On Taleb and Black Swans

Taleb´s function is to puke regularly on Wall Street. Maybe he puts his basic thesis best in a a paper titled “Bleed or Blow up”. If your portfolio is long options, it will bleed slowly because of the time decay, but would make lots of money once in a while. If it is short options, it will make steady money with little volatility for a long time, and then blow up suddenly one day.

Most hedge funds are “Blow up” type, the best example being Victor Neiderhoffer, whose demise was admirably chronicled by John Cassidy.  Taleb did start a “Bleed” type hedge fund, called “Empirica Capital” whose rise was admirably chronicled by Malcolm Gladwell.  Empirica Capital, ahem, bled to death in the few years after that article was written. So Taleb had the time to take a sabbatical and write his second book, Black Swan.

Taleb probably realized that taking his ideas to the logical extreme (if selling lots of options blows up your portfolio, buying  lots of options should make a lot of money), doesn’t work all the time. So, he tried to re-invent his bleeding (bloody?) hedge fund as Guerilla warfare. At certain times, it might pay being long a lot of options for a short while. Trouble is no one knows what these times are. His trader, Mark Spitznagel, was about to start a new hedge fund in July 2007 to go long options. He was just a bit too late. All the money had already been made by Paulson Capital and Goldman Sachs.

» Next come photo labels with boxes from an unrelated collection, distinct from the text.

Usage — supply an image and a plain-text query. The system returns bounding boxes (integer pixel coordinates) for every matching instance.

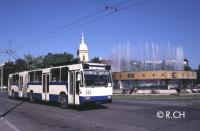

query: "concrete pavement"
[0,93,200,131]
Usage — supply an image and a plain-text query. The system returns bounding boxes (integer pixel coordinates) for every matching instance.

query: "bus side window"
[51,68,60,82]
[12,74,19,84]
[35,71,42,82]
[61,67,69,82]
[76,72,80,94]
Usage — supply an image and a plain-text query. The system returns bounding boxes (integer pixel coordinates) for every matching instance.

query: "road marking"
[1,117,21,131]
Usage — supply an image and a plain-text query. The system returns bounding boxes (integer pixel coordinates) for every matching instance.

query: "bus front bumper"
[79,96,112,104]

So, Taleb is not a great money manager himself. But he is very good for saying the Wall Street is rotten. Just like Maanga might not be a great blog in itself (Though I would think the presence of Gasquet fan alone puts it among the giants), but a fantastic one for puking on rotten blogs.

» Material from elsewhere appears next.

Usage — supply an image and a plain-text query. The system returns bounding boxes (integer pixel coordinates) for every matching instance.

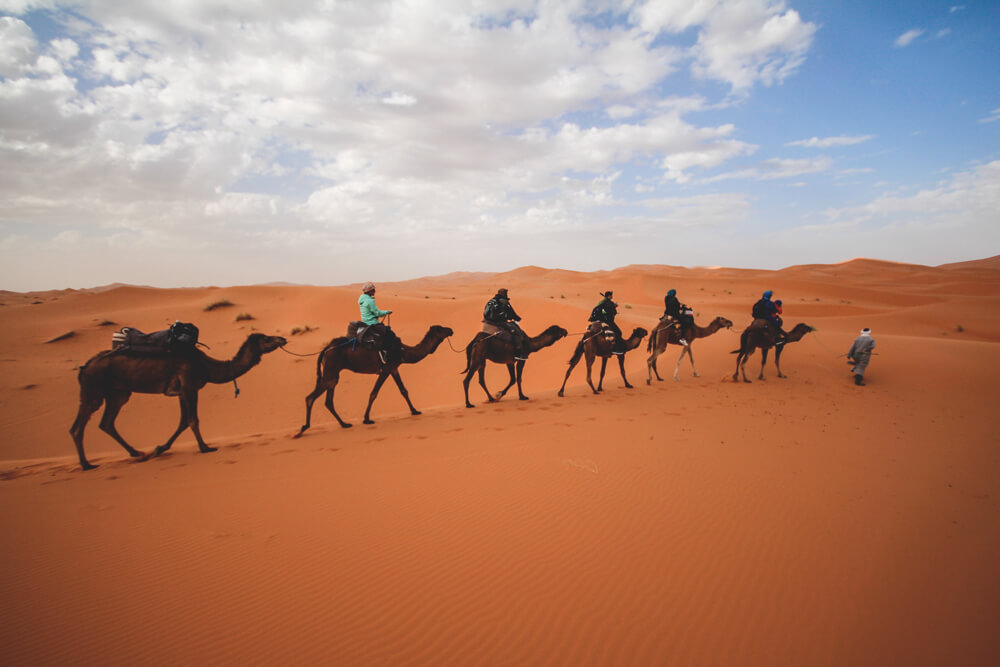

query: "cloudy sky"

A writer´s thinking evolves as he lives. “Fooled by randomness” definitely argued for a hedge fund like “Empirica Capital”. After the failure of his hedge fund, Taleb realized that there were some black swans that could be tamed when he read Benoit Mandelbrot´s “(Mis) behavior of the markets” and added those to his list as grey Swans. He also learned a little more about human behavior, about why investors loved “Blow up” type hedge funds as opposed to “Bleed” type hedge funds by studying more prospect theory developed by Daniel Kahnemann and Amos Tversky.  A recent essay by him in Wilmott magazine says most of what Taleb wants to say without the stories.

So  Black Swan = Fooled by randomness + Prospect Theory + Benoit Mandelbrot

There are better attacks on Wall Street, but those have gone unnoticed because the papers have been more technical or because Wall Street, that consensus thinking, self-reproducing force like mommy bloggers, doesn’t care. The best in my opinion is a paper by Richard Roll, innocently titled “A mean variance analysis of tracking error” whose one line summary calls into question all of  long only asset management as currently practiced. For Long/short or hedge fund strategies, the equivalent is a paper by Andrew Weisman called “Dangerous Attractions”.  It might be worth paying the $45 that you paid for Taleb´s book to read his paper.